Our friendship began with Ludo. He taught me card games, ‘ Sweep’ and ‘Bluff’. I began to enjoy the daily game of Ludo and cards with him.
Roma Aunty would give him a cold milkshake which I disliked. A cold sherbet was my choice and she offered it to me with jam-filled Irani biscuits or muffins.
Abby got well and returned to college but my daily visits to meet Aunty continued. She was a part of my family.
Life meandered slowly and Roma Aunty was the highlight of life for us children, a favourite. It all ended when Dad was posted out of Bombay and we had to move along with him. But the rest of the family stayed on with my Dadi and uncles and Roma Aunty as a neighbour.
We visited Bombay during vacations. We had grown up and the world was now viewed with a newer perspective. Our friends had grown up too and they too were in higher classes.
Meeting Roma Aunty was fun again. The same plump, roly poly fun loving person she was. We hesitantly gave her the gift we brought for her. She hugged and kissed us with tears in her eyes of gratitude and happiness.
Abby had left for higher studies abroad.Suleiman was still the retainer, serving her.
She would ask and hear attentively the newer subjects we studied and games we played and our achievements in school and life.
Vacations over, it would be time for us to go back. Bidding goodbye to all was painful. The parting hugs with Roma Aunty was very tearful.
But she always had a meaningful gift for us as we grew up. A football with two pairs of boots and socks for both. Another time there was a cricket set with two bats. And then there were books, etc.
We saw her every vacation and she would wait for us to be with her too. The meals at her place continued, the old bonds revived.
A few years later, my uncles moved out of the building. The cord with the building and Roma Aunty was snapped.
I visited Bombay on work, almost every month. I had my offices there.
One day I decided to visit and meet up with Roma Aunty. She wasn’t home and had gone to the market. The old familiar brass padlock said that.
I returned an hour or so later but she hadn’t returned. I was disappointed.
On another visit I was informed by the watchman she was visiting her doctor.
To sum it up, I never got to meet her after the family moved out.
I met an old friend from the building in Delhi many years later. As usual after we talked about life in general and we struck up a conversation about the building and its residents and our friends. Nearly all had moved out from there including him. But everyone was doing well in life, some abroad, some in India. We exchanged the phone numbers of others, with promises to be in touch.
Suddenly I asked about Roma Aunty. “No news, Bhai,” was the blunt reply.
We got talking about her and her good deeds and her fondness for all children – it was the common denominator of her life.
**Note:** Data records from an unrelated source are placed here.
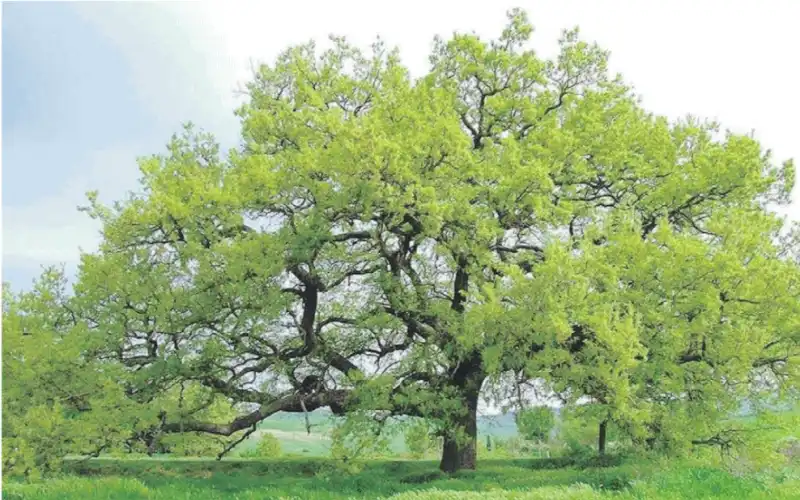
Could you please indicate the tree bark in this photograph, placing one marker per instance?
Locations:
(601, 438)
(461, 443)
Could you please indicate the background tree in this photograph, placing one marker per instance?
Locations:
(536, 423)
(388, 246)
(55, 400)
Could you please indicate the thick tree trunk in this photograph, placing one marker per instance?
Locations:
(601, 438)
(461, 444)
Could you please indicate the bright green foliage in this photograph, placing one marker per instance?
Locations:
(536, 423)
(55, 400)
(388, 246)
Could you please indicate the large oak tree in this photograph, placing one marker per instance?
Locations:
(395, 245)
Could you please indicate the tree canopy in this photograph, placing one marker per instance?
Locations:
(387, 245)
A selfless loving, caring and concerned person.
Dwelling more into her life he suddenly asked, “Do you remember her ‘Sahib’?”
I confirmed, “Yes I do”. Silence.
The penny dropped and in a flashback the face of the Gujarati seth reappeared. A cordial kind of a person always in a suit impeccably dressed. As kids we wished him and he always acknowledged us. Grapevine said he was a big diamond merchant who mostly stayed abroad.
I now understood Suleiman standing outside and stopping us children from knocking on her door when Sahib was with her. He would visit her only 2-3 times a month.
My head was dizzy for a few moments. My esteem for her suddenly grew very high. Suddenly she was more deeply respected and on a higher pedestal. I was in awe of her.
There are some Guardian Angels sent by God to care for you in life. Roma Aunty was my Angel in real life.